Tagamet, is a potentially powerful anti-cancer drug, especially if
combined with other compounds.
If you conduct a PubMed search on cimetidine and cancer you will
find over 1000 references.
The epidermal growth factor receptor (EGFR) is over expressed on
carcinoma cells. These epithelial cells comprise over 80% of all
cancers. Blocking the activity of these receptors is the subject of
many research projects.
This study shows that common, inexpensive, non-toxic cimetidine
blocks the activation of EGFR. When EGF, epidermal growth factor,
binds EGFR it initiates an autophosphorylation reaction which
activates the receptor and its tyrosine kinase activity. Cimetidine
blocks this response, thereby blocking EGFRs ability to promote
cancer cell growth and the inhibition of apoptosis.
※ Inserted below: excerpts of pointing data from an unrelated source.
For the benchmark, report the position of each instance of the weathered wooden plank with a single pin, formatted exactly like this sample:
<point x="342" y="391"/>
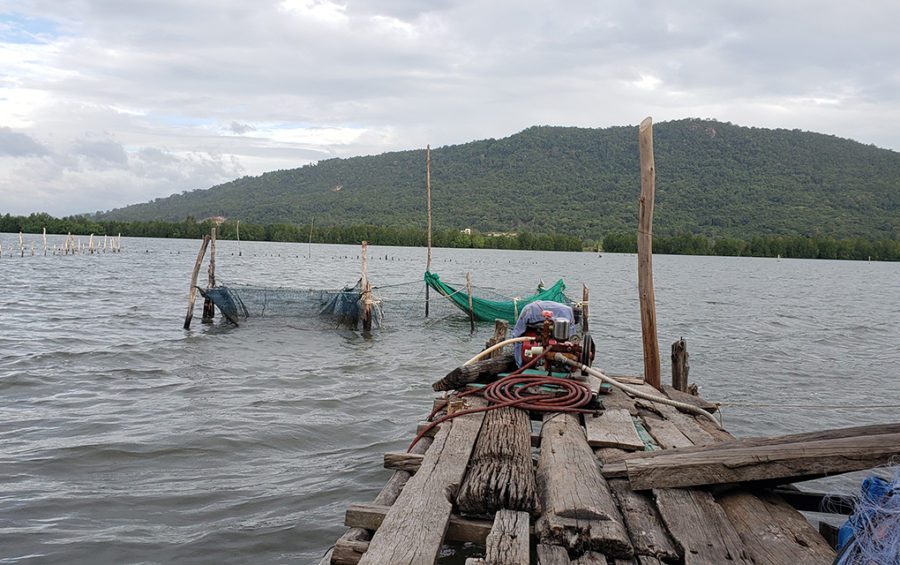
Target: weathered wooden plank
<point x="772" y="531"/>
<point x="666" y="433"/>
<point x="645" y="527"/>
<point x="508" y="543"/>
<point x="371" y="516"/>
<point x="578" y="510"/>
<point x="501" y="472"/>
<point x="699" y="527"/>
<point x="793" y="460"/>
<point x="403" y="461"/>
<point x="414" y="527"/>
<point x="618" y="470"/>
<point x="552" y="555"/>
<point x="461" y="376"/>
<point x="612" y="428"/>
<point x="591" y="558"/>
The authors found that cimetidine decreased the level of cyclic AMP
in the cancer cells. The lack of cyclic AMP impaired the
autophosphorylation of the EGFR and inhibited its activity. This is
an observation of monumental significance. Other histamine H2
receptor inhibitors, such as ranitidine and famotidine, do not
decrease the level of cyclic AMP in cells.
I have written extensively about the prostaglandin PGE2 and its
ability to suppress the immune response in general and its ability
to promote angiogenesis and the growth of cancer cells. PGE2
promotes the synthesis of cyclic AMP. I have also written about the
role stress hormones, such as norepinephrine and epinephrine, play
in inhibiting the immune response and promoting cancer cell growth
and development. These hormones also activate cyclic AMP synthesis.
Cimetidine could decrease cyclic AMP levels in cells by blocking
membrane adenylate cyclase, the enzyme that actually makes cyclic
AMP, or by increasing the activity of cyclic AMP phosphodiesterase,
the enzyme that degrades cyclic AMP. To date, no one knows how
cimetidine influences cyclic AMP levels in cells.
Cimetidine, probably via decreased cyclic AMP levels, decreases the
development of regulatory T cells. These cells, referred to as TREG,
suppress immune functioning. These cells are activated by the immune
hormones IL-10 and TGF-beta, hormones that cimetidine downregulates.
In addition, cimetidine activates the synthesis of IL-12, the major
enhancer of cell mediated immunity.
There are two major forms of TREG immune inhibitor cells. These
cells inhibit a vigorous immune response against cancer, leukemia,
bacterial and viral infections, such as HIV.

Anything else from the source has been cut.